Autor: ela (---.internetdsl.tpnet.pl)
Data:   2008-11-18 12:33

"demon jest blisko ludzi, którzy przeklinają" - o. Pio

 Re: W jakich kategoriach rozpatrywać wulgaryzmy?
Autor: cermit (---.internetdsl.tpnet.pl)
Data:   2008-11-18 18:44

Kiedyś usłyszałem od pewnego kapłana - "przekleństwo to rozmowa z diabłem."
Polecam unikać tego jak tylko możliwe. Te słowa potwierdziły się gdy towarzyszyłem przy pewnym uwolnieniu, jak demony przeklinały podczas egzorcyzmów. Nawet gdy ktoś obok nas się wulgarnie wyraża, to jest to wzywanie złego.

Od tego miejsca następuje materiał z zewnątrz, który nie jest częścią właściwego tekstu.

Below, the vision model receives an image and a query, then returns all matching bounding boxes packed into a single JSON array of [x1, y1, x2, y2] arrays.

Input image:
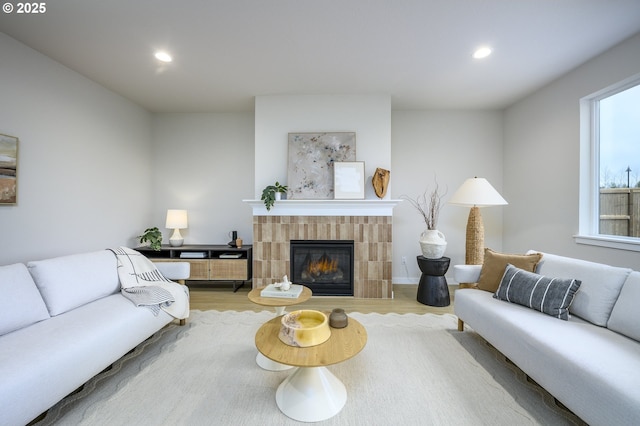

 Re: W jakich kategoriach rozpatrywać wulgaryzmy?
Autor: Slowus (---.radom.vectranet.pl)
Data:   2008-11-19 19:26

/.../

Do dyskusji zapraszam tutaj.
moderator

 Re: W jakich kategoriach rozpatrywać wulgaryzmy?
Autor: Michał (---.zabrze.net.pl)
Data:   2008-11-20 22:10

Tak jeszcze do wypowiedzi cermita. Trzeba rozróżnić przekleństwa od wulgaryzmów. Obiektywnie, wulgarność czyjegoś języka, to wulgarność języka, a nie wzywanie złego. Chciałoby się rzec: "Ten typ tak ma". Jednak w tym co piszesz jest zawarta pewna "mądrość ludowa". Choć obiektywnie wulgaryzmy nie są grzechem, to instynktownie czujemy, że to coś złego. Oprócz zachwaszczania języka i zubożenia komunikacji werbalnej, mamy do czynienia z głębszym zjawiskiem. Ciągłe stosowanie wulgaryzmów prowadzi do znieczulenia sumienia, sprawia też, że człowiek nimi się posługujący, jest dla nas odrażający, po prostu duchowo brzydki, ubabrany w błocie słownym i to błoto powinien z siebie zmyć. Nikt nie lubi przestawać z brudasami. A wulgaryzmy, to jest brud głębszy, bo duchowy. Dlatego tak rażą szczególnie u kobiet, istot z natury swojej pięknych. Ta wewnętrzna otwartość na brud, sprawia otwartość na zło, a więc często nieświadomie, na szatana. Wulgaryzmy same w sobie nie stanowią o opętaniu, ale niewątpliwie są przez szatana wykorzystywane, choćby jako natręctwa. Ponadto, szatan atakowany, stara się odstraszyć, odstręczyć, a wulgaryzmy, nie da się ukryć, odstręczają od osoby nimi się posługującej (pamiętam jak raz nagrał mi się na sekretarce klient prosząc o kontakt, ale to czego wysłuchałem, sprawiło, że uraciłem jakąkolwiek chęć kontaktu z nim, choć przekonałem się, że ten typ po prostu tak ma, z drugiej strony, swojego psa ćwiczy w zabijaniu, więc coś w tym jednak jest, nie bierze się to znikąd). Wulgaryzmy nie tyle świadczą o opętaniu, co są używane przez szatana broniącego się przed uwolnieniem osoby opętanej. Tym bardziej należy więc ich unikać. Narzędzie, to tylko narzędzie, ale zabawa z prawdziwym pistoletem, prędzej, czy później, źle się kończy. Inna rzecz, że to nie tylko kwestia wulgaryzmów. Kilka lat temu stałem w kolejce obok starannie ubranego i dosyć kulturalnego osobnika, który ni z gruszki, ni z pietruszki tak zaczął nadawać na Kościół, że poczułem się przy nim gorzej, niż gdyby rzucał najgorszym mięsem. Po prostu odsunąłem się od niego i wyszedłem z tej kolejki. Nie pamiętam już czy i co mu powiedziałem, ale dalsza jego obecność w pobliżu była fizycznie koszmarem nie do zniesienia. Nie miało znaczenia to jak się wyrażał, ale to co mówił. Zachowywał się jak opętany nienawiścią.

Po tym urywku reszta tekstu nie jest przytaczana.